Trois concepts juridiques anti-discrimination appliqués au contexte du logement

 

Juan Carlos Benito Sanchez

Chercheur et consultant juridique

Docteur en sciences juridiques

 
Cet article illustre la façon dont la législation anti-discrimination internationale et européenne peut être utilisée pour lutter contre certains problèmes de logement et contribuer à une meilleure mise en œuvre du droit au logement. J’analyse ainsi trois concepts juridiques anti-discrimination spécifiques (discrimination directe, discrimination indirecte et harcèlement dans le domaine du logement), démontrant la façon dont ces concepts opèrent dans le domaine du logement ainsi que la façon dont ils peuvent être utilisés pour lutter contre certaines violations du droit au logement. 
 

Discrimination directe

La discrimination directe concerne une situation où une personne est traitée de façon moins favorable qu’une autre personne dans une situation comparable en raison d’un motif discriminatoire. La discrimination directe est le concept juridique anti-discrimination le plus simple : il peut être utilisé pour lutter contre des cas de traitement inégal basés sur l’hostilité, les préjugés et la stigmatisation contre certaines personnes parce qu’elles ont certaines caractéristiques ou parce qu’elles appartiennent à certains groupes sociaux défavorisés.

Le cas paradigmatique de la discrimination directe dans le domaine du logement est le refus par un propriétaire de vendre ou de louer son bien à un particulier ou à une famille en raison de son origine ethnique, sexe, orientation sexuelle, âge, statut familial, situation socioéconomique défavorisée, etc. Loin d’être un simple exemple typique, ce type de discrimination est très présente dans les pays européens et est fréquemment mentionnée par les organismes nationaux de lutte pour l’égalité dans leurs rapports.

La discrimination directe peut se présenter sous différentes formes, comme lorsqu’un propriétaire affirme ne pas vouloir louer son bien à des personnes noires ou à des couples homosexuels, ou lorsqu’il établit des conditions plus strictes de solvabilité pour les étrangers que pour les ressortissants nationaux.

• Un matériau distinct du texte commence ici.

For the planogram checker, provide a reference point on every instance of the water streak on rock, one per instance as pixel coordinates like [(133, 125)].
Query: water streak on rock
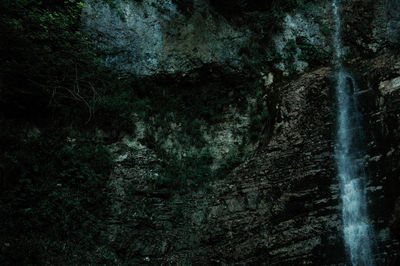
[(350, 159)]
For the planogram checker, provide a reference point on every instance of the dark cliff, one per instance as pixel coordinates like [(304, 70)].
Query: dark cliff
[(188, 133)]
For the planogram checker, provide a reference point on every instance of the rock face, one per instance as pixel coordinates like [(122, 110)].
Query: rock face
[(282, 206), (153, 37)]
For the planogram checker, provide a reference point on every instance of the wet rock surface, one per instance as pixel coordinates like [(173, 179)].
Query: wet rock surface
[(282, 206)]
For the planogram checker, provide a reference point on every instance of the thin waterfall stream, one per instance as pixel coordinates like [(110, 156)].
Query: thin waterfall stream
[(350, 159)]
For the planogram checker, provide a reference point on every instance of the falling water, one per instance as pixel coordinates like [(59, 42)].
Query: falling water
[(349, 160)]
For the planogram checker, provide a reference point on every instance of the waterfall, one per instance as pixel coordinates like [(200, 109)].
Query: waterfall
[(350, 159)]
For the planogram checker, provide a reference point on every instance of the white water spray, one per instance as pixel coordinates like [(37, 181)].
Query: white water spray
[(349, 160)]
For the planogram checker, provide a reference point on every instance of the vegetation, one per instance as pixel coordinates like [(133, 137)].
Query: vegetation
[(55, 92)]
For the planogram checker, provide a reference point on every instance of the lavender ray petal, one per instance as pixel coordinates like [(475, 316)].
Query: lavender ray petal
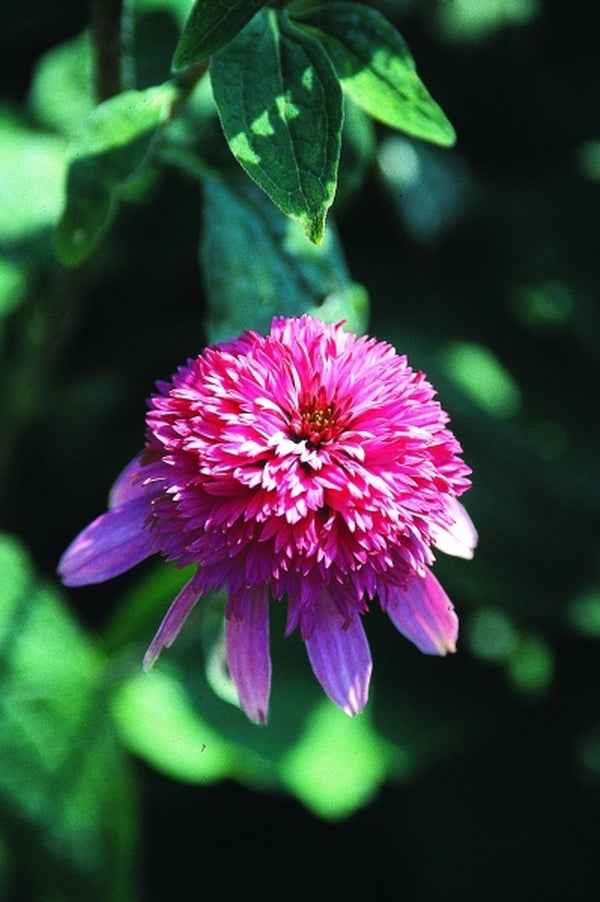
[(248, 655), (340, 658), (111, 544), (460, 537), (172, 622), (423, 613)]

Certains cas de discrimination directe impliquent également une injonction de discriminer : par exemple, les agents immobilier peuvent appliquer des ordres discriminatoires de leurs clients lorsqu’ils recherchent des locataires potentiels. Le cas échant, tant la personne qui donne l’instruction que la personne qui applique l’instruction peuvent être jugées pour discrimination illégale.

Outre les acteurs privés, les autorités publiques peuvent être impliquées dans des cas de discrimination directe à l’encontre de particuliers et de familles. L’exemple le plus clair d’un groupe victime de discrimination structurelle au niveau du logement en Europe en raison de l’hostilité, des préjugés et de la stigmatisation est celui des Roms. Plusieurs affaires jugées devant des cours internationales et européennes et des organes de surveillance des traités concernent la démolition ciblée ou la menace d’expulsion de résidents dans des quartiers où la majorité de la population est rom.

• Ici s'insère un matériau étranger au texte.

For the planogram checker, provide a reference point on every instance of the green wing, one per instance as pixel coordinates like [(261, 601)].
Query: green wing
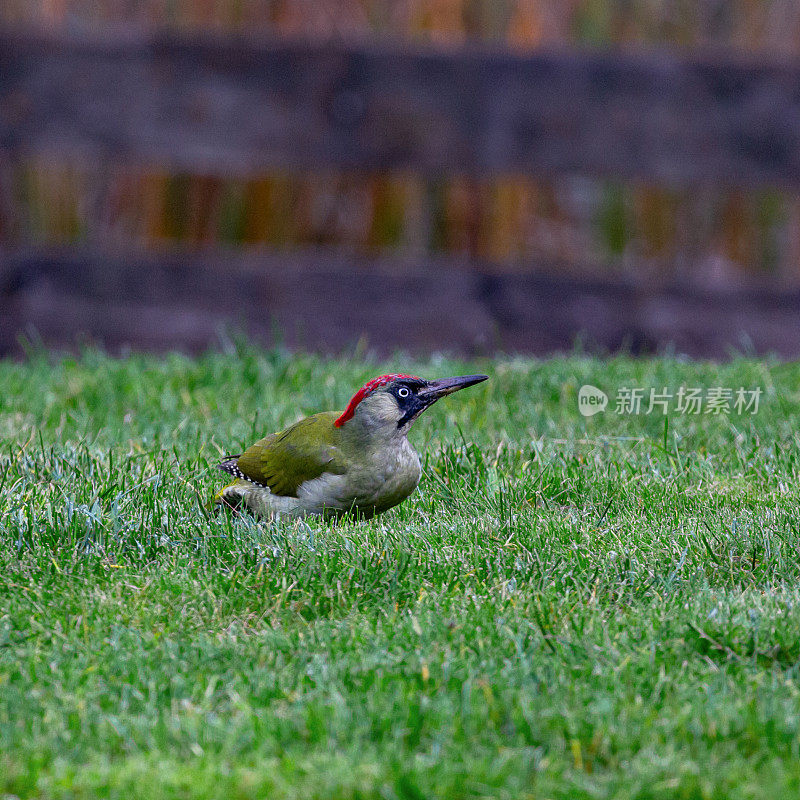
[(304, 451)]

Un dernier exemple de discrimination directe dans le domaine du logement par les autorités publiques est le manque de protection suffisante pour les femmes contre la violence domestique, qui a des liens indéniables avec le logement et la sphère domestique. La discrimination directe se retrouve dans le cas de femmes abusées par leurs partenaires ou ex-partenaires et incapables d’échapper à cette violence parce que les centres publics d’hébergement ne sont pas équipés pour les accueillir avec leurs enfants.

 

Discrimination indirecte

La discrimination indirecte se manifeste lorsqu’une norme, une politique ou une pratique qui est apparemment neutre crée un désavantage particulier pour un groupe spécifique, sans que cette mesure ne soit justifiée par un objectif légitime et mise en œuvre par le biais de moyens appropriés et nécessaires. Ce désavantage spécifique peut être notamment prouvé par des statistiques démontrant un impact disproportionné contre ce groupe en question.

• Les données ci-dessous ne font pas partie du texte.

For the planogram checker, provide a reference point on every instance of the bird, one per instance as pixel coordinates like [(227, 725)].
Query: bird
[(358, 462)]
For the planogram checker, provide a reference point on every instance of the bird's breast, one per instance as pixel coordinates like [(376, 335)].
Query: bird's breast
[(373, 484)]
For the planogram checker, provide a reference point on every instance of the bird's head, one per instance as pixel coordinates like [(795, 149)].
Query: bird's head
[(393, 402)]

La discrimination indirecte est parfois la conséquence de la discrimination basée sur l’hostilité, les préjugés et la stigmatisation cachée derrière un critère apparemment neutre afin de contourner l’interdiction de la discrimination directe. Dans d’autres cas, il s’agit du résultat de règles établies et incontestées qui ne tiennent pas compte de la situation et des besoins spécifiques de groupes défavorisés sans justification valable. Bien qu’il n’existe pas de différence formelle de traitement dans ce dernier scénario, le traitement des inégaux de façon égale peut engendrer des inégalités, en raison des préjugés structurels inscrits dans ces normes, politiques et pratiques.

Afin de mieux contextualiser le concept de la discrimination indirecte, nous pouvons analyser la situation des Gens du voyage. Historiquement en Europe, les États ont souvent essayé de forcer ces groupes à assimiler les principes traditionnels du logement, refusant de reconnaître les spécificités de leur identité culturelle. Plusieurs décisions judiciaires et quasi-judiciaires au niveau européen ont abordé la discrimination indirecte à l’encontre des Gens du voyage, souvent liée aux expulsions systémiques de sites ou de logements qu’ils occupent en raison du nombre insuffisant de sites adéquats.

Les exemples de politiques apparemment neutres avec un impact disproportionné sur les Gens du voyage sont également légion au niveau national. Aux Pays-Bas, plusieurs cas ont abordé la réduction drastique par le gouvernement néerlandais du nombre de sites disponibles pour héberger les Gens du voyage. En Irlande, malgré les fonds suffisants pour fournir des hébergements ciblés aux Gens du voyage, on constate un manque général d’engagement politique qui engendre un déficit au niveau de la mise en œuvre.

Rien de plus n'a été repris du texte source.